Rami Malek überzeugt als Freddie Mercury - mehr als gute Unterhaltung liefert "Bohemian Rhapsody" gleichwohl nicht.

London (rnk) - An einem Tag im Juli 1985. Im mondänen Bademantel stolziert ein Mann durch sein extravagantes Haus, vorbei an edlen Katzen, steigt in den Wagen mit Chauffeur und steht wenig später im Backstage-Bereich, wo ihn die Anwesenden ehrfürchtig bis bewundernd anblicken. Der Vorhang zur Bühne öffnet sich und man sieht eine kaum überschaubare Masse an Menschen in einem Stadion. Der Name des Mannes, der in der ganzen Sequenz niemals in der Totalen gezeigt wird, lautet Freddie Mercury, er wird wenige Augenblicke später mit seiner Band Queen einen der denkwürdigsten Auftritte der Rockgeschichte hinlegen.

Aus Farrokh wird Freddie

So weit, so bekannt. Doch Freddie war nicht immer Mercury, sondern trägt als Farrokh Bulsara in jungen Jahren am Heathrow Airport Koffer durch die Gegend. Daheim muss er seinem strengen Vater erklären, warum er nicht mehr aus seinem lotterhaften Studenten-Leben macht. Das ist noch nicht das große 'Larger Than Life'-Feeling von Queen, vielmehr das Leben eines jungen Mannes, der in einer Immigranten-Familie groß wird und abends zu einem Auftritt der Gruppe Smile geht.

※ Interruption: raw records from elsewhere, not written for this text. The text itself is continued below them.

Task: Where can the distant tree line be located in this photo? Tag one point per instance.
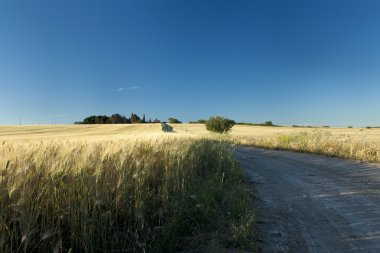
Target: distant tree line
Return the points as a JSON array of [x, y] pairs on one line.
[[116, 119]]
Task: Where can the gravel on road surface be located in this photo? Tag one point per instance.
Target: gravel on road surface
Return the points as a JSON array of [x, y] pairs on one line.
[[311, 203]]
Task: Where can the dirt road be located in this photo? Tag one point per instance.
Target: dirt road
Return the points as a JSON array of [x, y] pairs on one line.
[[310, 203]]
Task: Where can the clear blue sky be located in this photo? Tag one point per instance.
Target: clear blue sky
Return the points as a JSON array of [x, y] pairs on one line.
[[292, 62]]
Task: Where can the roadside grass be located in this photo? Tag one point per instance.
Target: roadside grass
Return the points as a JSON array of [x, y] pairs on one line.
[[122, 195], [320, 142]]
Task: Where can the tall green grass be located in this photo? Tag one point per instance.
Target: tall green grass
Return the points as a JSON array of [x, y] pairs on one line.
[[121, 196]]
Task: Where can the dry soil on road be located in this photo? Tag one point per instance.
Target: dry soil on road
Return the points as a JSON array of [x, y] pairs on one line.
[[311, 203]]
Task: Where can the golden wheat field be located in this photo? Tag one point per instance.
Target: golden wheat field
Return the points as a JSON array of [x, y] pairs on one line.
[[352, 143], [119, 188], [135, 188]]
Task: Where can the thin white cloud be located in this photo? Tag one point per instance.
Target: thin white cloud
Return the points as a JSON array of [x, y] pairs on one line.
[[134, 87]]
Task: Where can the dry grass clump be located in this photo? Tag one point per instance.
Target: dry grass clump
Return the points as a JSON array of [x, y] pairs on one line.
[[321, 142], [120, 195]]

Die Band hatte sich unter Musikfans einen guten Ruf erarbeitet, deren Sänger Tim Staffel hatte aber trotzdem keine Lust mehr, nur vor ein paar Kunststudenten spielen. Er wird diesen Moment später in Interviews bereuen - sich aber damit trösten, dass ohne seinen Ausstieg die Geschichte von Queen gar nicht stattgefunden hätte.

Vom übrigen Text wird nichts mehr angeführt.